Microsoft wasted no time in responding. Friday morning, the company released a statement attributed to Ben Fathi, who heads its security group. "It's unfortunate that McAfee's lawyers are making these kinds of inaccurate and inflammatory statements," said Fathi. "These discussions are underway between our engineering teams and our third-party security partners about the functionality they are seeking, and how to prioritize this significant work in the months ahead. We are implementing the commitments we made to the European Commission."

Fathi also repeated assurances made previously that Microsoft will itself not be able to access the kernel any more, or any more directly, than security rivals. "It's important to note that we are being completely even-handed with Kernel Patch Protection, aka 'PatchGuard,'" he added. "Microsoft applications will have to follow the same rules as any other security vendor."

McAfee and Symantec have both scoffed at that. Earlier this month, John Viega, McAfee's chief security architect, flatly said: "I don't believe them" when asked about Microsoft's promises. This week, Symantec's head of consumer engineering accused Microsoft of brushing off vendors who want to access the kernel because Microsoft doesn't have the advanced capabilities that require kernel hooking in their own security software, like Windows Live OneCare. "It's no coincidence that they're not concerned about kernel access because they don't offer these advanced technologies. Now that they're in anti-virus, it's even more convenient for them to not offer [kernel access]," said Rowan Trollope.

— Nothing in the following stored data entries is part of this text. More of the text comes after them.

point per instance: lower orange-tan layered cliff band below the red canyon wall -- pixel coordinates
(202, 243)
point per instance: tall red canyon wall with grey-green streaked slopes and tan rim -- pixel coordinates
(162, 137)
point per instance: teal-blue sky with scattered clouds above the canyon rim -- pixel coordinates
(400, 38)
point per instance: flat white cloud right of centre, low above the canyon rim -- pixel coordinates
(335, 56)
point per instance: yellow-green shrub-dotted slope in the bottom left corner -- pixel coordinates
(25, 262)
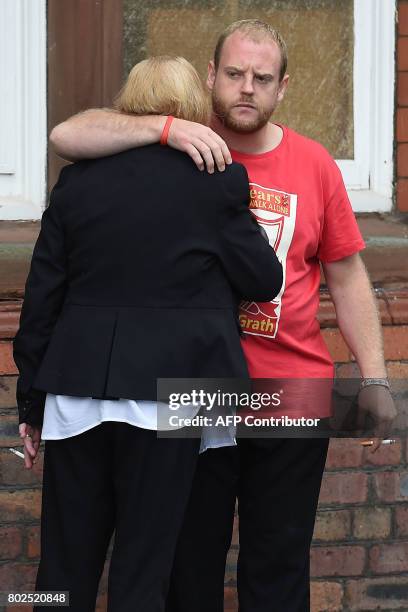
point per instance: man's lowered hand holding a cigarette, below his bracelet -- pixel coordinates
(375, 403)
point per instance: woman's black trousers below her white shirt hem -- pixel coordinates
(113, 477)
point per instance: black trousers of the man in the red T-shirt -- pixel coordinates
(277, 482)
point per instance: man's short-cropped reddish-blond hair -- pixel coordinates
(257, 30)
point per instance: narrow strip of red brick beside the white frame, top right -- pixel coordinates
(402, 110)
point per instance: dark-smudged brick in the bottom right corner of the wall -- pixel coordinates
(386, 593)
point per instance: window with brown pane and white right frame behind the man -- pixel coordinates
(341, 62)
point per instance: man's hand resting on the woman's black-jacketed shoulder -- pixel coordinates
(201, 143)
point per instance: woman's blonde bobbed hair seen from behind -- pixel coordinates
(164, 85)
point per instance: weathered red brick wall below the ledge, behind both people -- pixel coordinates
(359, 559)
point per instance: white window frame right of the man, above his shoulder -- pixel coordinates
(369, 176)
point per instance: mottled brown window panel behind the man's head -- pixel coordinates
(320, 39)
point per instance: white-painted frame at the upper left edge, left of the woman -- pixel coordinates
(23, 130)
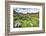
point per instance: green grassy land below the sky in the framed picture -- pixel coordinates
(27, 20)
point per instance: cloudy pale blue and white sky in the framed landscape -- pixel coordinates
(25, 10)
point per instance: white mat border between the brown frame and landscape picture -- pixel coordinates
(25, 29)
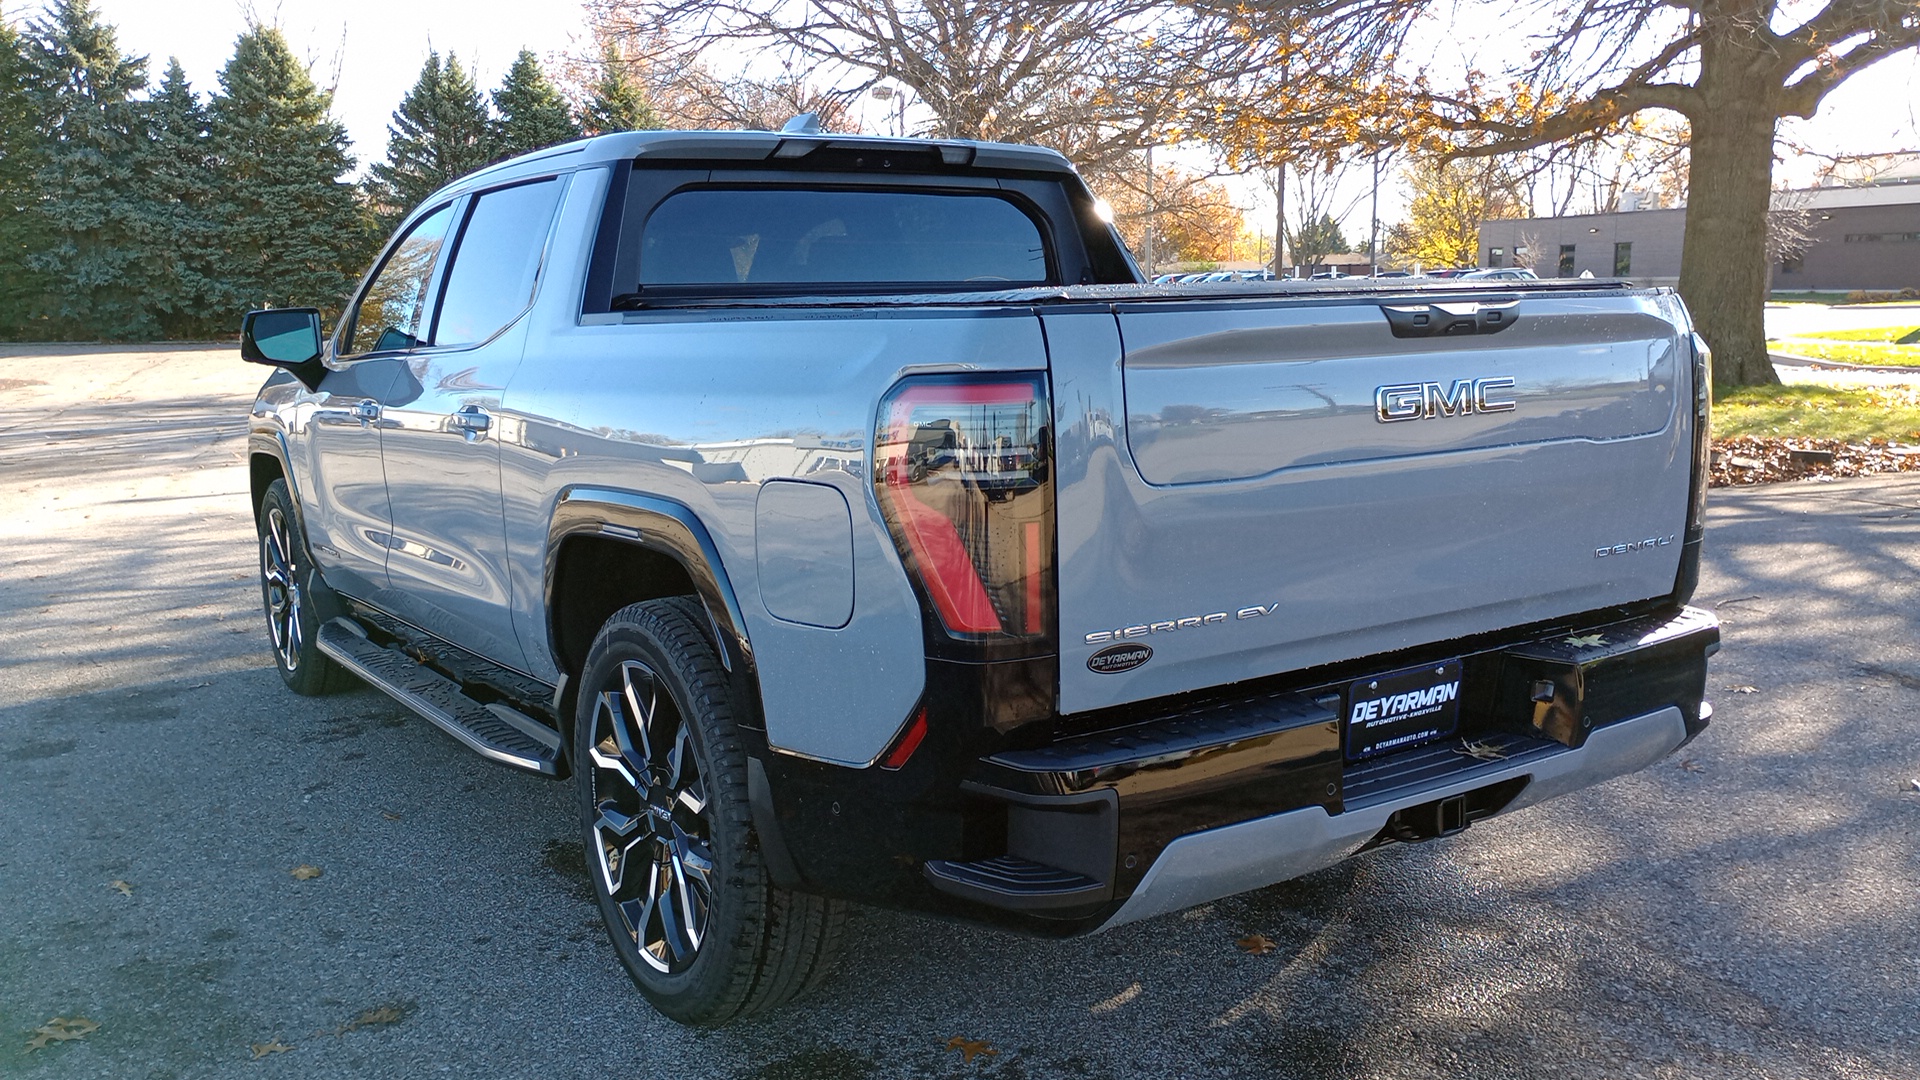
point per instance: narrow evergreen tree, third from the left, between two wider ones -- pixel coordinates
(176, 185)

Although Symantec, McAfee, and other security vendors are pressuring Microsoft in Vista's 11th hour -- the operating system is scheduled to release to enterprise customers next month, probably after the U.S.'s Thanksgiving holiday -- Microsoft will not delay the operating system to meet their demands. This week, Microsoft's chief executive Steve Ballmer said from Europe that Vista was a "go."

"We are through thatwe're prepared to release our product," Ballmer told Reuters in Brussels.

Windows Vista is to ship on new computers and at retail in January 2007.